I am looking to make a networked board game based on Risk in C++. My idea was to have a central server which hosts a game lobby where users can connect and make/join games. The Observer pattern seems attractive in this case, since I could host all the game model/logic on the server, and the clients would just be observers to this and display the current game state using a view.
My first question: Is this approach possible? Most of what I've heard/thought is that the clients have their own game models. However I'm thinking for a game that's not computationally intensive, a single model hosted by a server would have advantages (no out of sync issues, prevents cheating, etc.).
My second question: How would I go about implementing the Observer pattern over a network?
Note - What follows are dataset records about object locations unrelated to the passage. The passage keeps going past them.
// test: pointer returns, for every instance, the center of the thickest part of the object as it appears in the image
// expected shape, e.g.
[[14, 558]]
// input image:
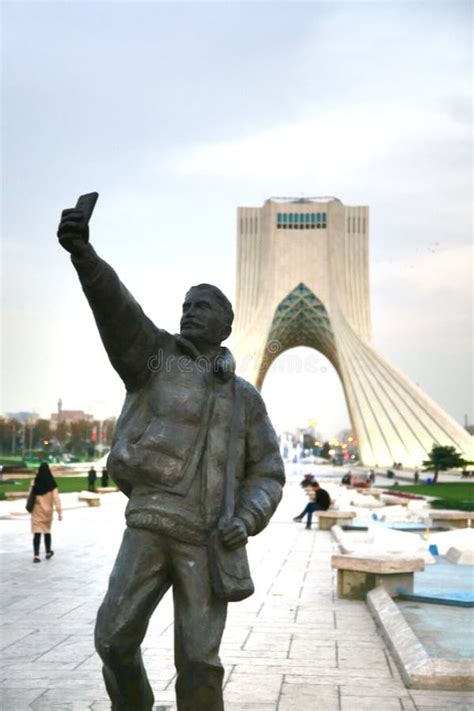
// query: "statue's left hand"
[[234, 534]]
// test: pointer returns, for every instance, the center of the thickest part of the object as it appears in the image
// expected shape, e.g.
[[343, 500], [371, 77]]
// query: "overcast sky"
[[177, 113]]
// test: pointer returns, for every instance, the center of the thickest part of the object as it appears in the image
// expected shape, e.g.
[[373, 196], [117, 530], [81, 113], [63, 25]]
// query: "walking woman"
[[46, 497]]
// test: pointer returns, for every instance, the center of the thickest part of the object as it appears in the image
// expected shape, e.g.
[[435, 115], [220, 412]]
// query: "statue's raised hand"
[[73, 230]]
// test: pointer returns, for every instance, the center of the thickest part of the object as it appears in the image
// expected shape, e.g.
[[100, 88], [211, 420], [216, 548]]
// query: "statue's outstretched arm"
[[128, 335]]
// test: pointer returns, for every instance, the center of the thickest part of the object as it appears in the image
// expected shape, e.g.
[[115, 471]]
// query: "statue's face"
[[203, 317]]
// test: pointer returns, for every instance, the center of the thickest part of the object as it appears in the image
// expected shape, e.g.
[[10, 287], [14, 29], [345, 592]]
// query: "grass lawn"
[[66, 485], [455, 495]]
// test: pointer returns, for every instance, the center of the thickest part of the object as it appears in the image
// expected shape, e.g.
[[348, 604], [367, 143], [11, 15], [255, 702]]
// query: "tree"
[[442, 458]]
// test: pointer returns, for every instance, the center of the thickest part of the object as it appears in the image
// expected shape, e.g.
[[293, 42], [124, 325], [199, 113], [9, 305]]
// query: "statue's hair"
[[221, 299]]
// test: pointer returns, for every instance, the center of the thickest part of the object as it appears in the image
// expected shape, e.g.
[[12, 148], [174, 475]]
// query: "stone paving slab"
[[293, 646]]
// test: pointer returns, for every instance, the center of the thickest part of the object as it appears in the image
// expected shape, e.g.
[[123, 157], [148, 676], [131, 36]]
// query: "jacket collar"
[[223, 365]]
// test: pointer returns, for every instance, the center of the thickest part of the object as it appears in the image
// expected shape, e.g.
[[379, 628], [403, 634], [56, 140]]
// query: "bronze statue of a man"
[[184, 411]]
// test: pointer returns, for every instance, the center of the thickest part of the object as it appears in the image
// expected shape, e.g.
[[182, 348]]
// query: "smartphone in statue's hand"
[[73, 231], [86, 204]]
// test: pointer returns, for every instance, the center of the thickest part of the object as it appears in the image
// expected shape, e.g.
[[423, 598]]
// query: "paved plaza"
[[293, 646]]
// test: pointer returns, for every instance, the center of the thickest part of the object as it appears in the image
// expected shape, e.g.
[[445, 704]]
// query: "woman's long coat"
[[42, 514]]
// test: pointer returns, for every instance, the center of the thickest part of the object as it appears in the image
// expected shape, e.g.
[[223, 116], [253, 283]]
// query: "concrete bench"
[[90, 498], [455, 519], [330, 518], [357, 575], [12, 495]]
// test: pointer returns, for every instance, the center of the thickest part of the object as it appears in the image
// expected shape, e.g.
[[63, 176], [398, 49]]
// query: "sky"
[[177, 113]]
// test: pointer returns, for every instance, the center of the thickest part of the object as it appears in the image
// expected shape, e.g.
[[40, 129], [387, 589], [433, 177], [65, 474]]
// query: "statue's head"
[[207, 315]]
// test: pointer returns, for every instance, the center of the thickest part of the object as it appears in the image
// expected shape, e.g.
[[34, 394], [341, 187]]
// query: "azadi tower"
[[303, 280]]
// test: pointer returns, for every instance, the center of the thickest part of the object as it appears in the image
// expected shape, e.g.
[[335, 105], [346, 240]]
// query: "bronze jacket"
[[169, 451]]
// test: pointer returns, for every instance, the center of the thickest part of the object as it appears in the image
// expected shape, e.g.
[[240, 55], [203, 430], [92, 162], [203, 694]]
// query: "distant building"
[[23, 416], [69, 417], [303, 280]]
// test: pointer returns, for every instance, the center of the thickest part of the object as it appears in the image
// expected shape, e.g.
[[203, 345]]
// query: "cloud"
[[436, 269], [332, 143]]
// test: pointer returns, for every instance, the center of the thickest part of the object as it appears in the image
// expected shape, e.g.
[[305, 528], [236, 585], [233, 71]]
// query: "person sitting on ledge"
[[321, 502]]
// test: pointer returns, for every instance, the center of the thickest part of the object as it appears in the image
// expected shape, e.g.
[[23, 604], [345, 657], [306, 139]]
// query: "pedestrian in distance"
[[91, 477], [105, 477], [321, 502], [46, 498]]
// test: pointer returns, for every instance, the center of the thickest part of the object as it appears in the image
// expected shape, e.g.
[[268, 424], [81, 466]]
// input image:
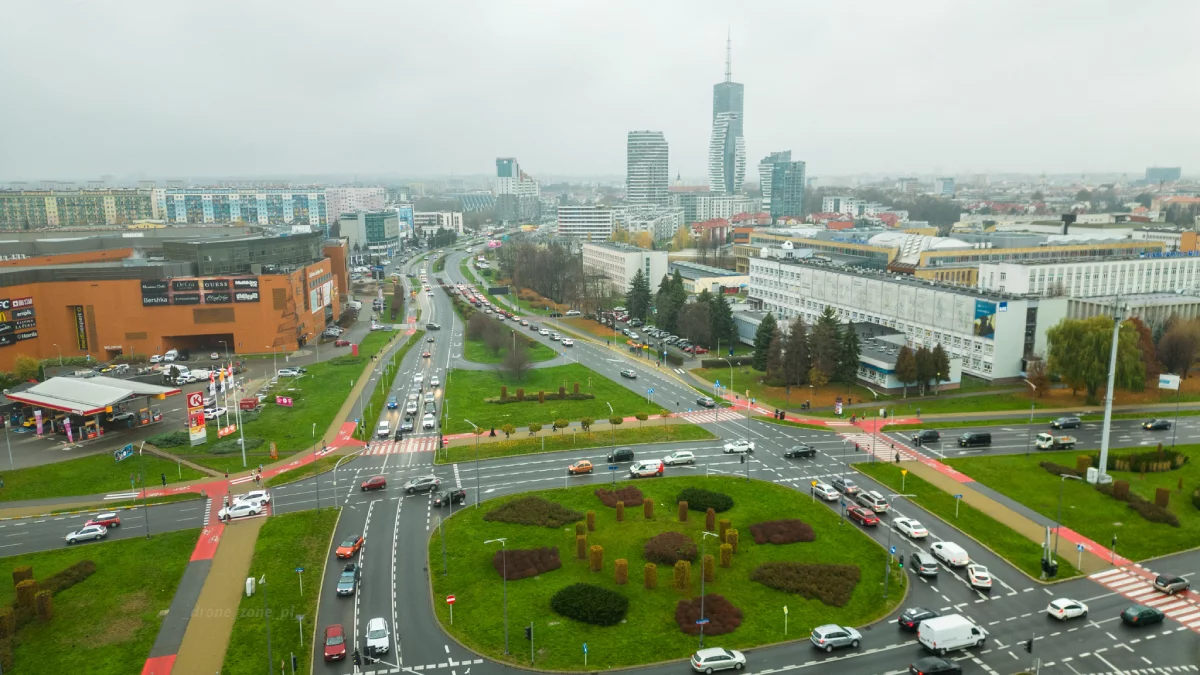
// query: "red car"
[[349, 547], [375, 483], [862, 514], [335, 643], [108, 519]]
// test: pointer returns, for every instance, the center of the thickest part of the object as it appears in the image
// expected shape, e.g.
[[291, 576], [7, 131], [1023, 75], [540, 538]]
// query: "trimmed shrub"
[[723, 616], [700, 499], [533, 511], [783, 532], [22, 573], [670, 548], [621, 571], [45, 602], [522, 563], [682, 575], [610, 497], [589, 604], [831, 584]]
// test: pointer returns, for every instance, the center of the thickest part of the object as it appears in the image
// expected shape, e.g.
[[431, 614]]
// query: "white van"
[[947, 633]]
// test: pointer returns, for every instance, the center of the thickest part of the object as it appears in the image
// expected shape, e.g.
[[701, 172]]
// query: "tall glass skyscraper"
[[726, 151]]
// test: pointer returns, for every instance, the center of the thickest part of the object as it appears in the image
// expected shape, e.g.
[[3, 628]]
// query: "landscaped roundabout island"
[[622, 569]]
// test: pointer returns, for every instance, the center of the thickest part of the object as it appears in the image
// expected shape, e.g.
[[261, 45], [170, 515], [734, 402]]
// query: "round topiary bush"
[[700, 499], [589, 604], [670, 548]]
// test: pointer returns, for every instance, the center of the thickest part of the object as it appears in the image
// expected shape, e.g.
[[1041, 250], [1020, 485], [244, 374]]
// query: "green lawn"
[[468, 388], [477, 351], [1091, 513], [317, 396], [649, 632], [90, 475], [1002, 539], [286, 542], [649, 431], [107, 622]]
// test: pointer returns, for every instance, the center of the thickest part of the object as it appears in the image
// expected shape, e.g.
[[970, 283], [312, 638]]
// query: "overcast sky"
[[257, 88]]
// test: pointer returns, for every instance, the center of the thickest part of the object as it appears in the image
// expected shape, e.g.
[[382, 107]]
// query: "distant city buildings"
[[646, 175]]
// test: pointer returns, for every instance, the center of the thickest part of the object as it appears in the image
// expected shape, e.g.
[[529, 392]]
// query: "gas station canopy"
[[91, 395]]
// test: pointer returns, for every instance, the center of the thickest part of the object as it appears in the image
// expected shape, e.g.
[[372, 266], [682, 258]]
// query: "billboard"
[[985, 318]]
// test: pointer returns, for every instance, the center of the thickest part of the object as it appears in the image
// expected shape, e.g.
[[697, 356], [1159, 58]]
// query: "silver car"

Since I can't make a direct method call over the network, I would need some kind of easy way to simulate this using data. Would there be more advantages using a "pull" (observer requests updates to game data) or "push" (server pushes out new updated data to all clients) approach?
From your problem statement, it seem that you need to implement Distributed Observer Pattern or Distributed Publish / Subscribe. PubSub is a messaging paradigm and can be easily implemented with a MOM (Message Oriented Middleware) - ( see RabbitMQ, ActiveMQ, OpenMQ) where the MOM does the heavy lifting.
XMPP can also serve your purpose right(see XEP-0060). All you need is a Jabber server and a C++ XMPP library (gloox is a good one and supports XEP-0600).
You might also be interested in pubsubhubbub.